I cleared it, so did the M. F. H., and, by some species of sporting miracle, so did his wife and her little mare. Sworn to the chase as the gallant master of the Viewaways was, he could not help now and then turning his head with a word of admonition or advice to his plucky little Flora; a weakness for which I, being about half his age, and, consequently, much more up to life and steeled to women, regarded him with consum

mate contempt. One of the yeomen found a watery bed among the tadpoles, clay, and rushes-it might be a watery grave, for anything I know to the contrary-and poor dear Curly was tumbled straight off his young one, and he and his horse lay there, a helpless mass of human and equine flesh, while Lady Blanche lifted her roan over him, with a gay, unsympathising "Keep still, or Mazeppa will damage you!"

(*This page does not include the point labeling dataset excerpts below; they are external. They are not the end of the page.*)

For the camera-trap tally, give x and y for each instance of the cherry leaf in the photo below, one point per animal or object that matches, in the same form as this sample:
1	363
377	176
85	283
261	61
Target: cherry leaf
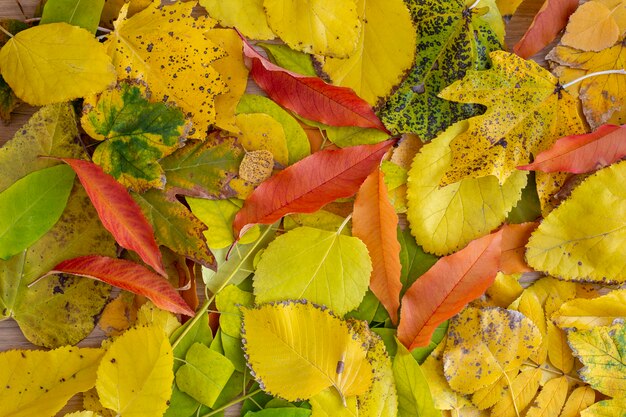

The run had lasted but ten minutes and a half as yet, and the hounds, giving tongue in joyous concert, led the way for those who could follow them, over blackthorn hedges, staken-bound fences, and heavy ploughed lands, while the fox was heading for Sifton Wood, where, once lodged, we should never unearth him again. We could not see him, but the dogs never once lost scent, and on we went at a killing pace. De Vigne, happy fellow! riding on before any of us, even before the Trefusis, by two lengths.

Half a mile before Sifton Wood there was a cramped and awkward leap; a high, stiff, straggling hedge, with a ditch-confound the Cambridge ditches!-Heaven knows how wide, immediately before it, almost as bad as a Leicestershire bullfinch, a leap to tax a man's skill and his horse's powers, and which a woman might pardonably fear, with all the courage in the world. Absorbed as I was in working up my hunter for the leap, I looked to see if the Trefusis funked it. Not she; and she cleared it, too, lifting her chesnut high in the air, over the ugly blackthorn boughs; but on the other side the chesnut fell forwards, and stumbled on his head, so they told me afterwards. The courtly M. F. H. stopped to offer her assistance, but she waved him on. De Vigne (will he lose your liking, mademoiselle?) had forgotten his chivalry in the chase, and dashed straight on without looking back; while, picking up her hunter, the Trefusis remounted and rode forward with damaged habit but undaunted spirit. Lady Blanche's Mazeppa refused the leap; and with a little petulant French oath she rode farther down, to try and find a gap; and my luckless underbred one flung me over his head, rolling on his back, and looking piteous to the last extremity in his improvised couch of rushes, nettles, mud, and duckweed, and before either he or I could pick ourselves up and shake off the humiliating slough, the fox was killed, and the glorious whoop of triumph came ringing far over plantations and pastures, on the clear October air.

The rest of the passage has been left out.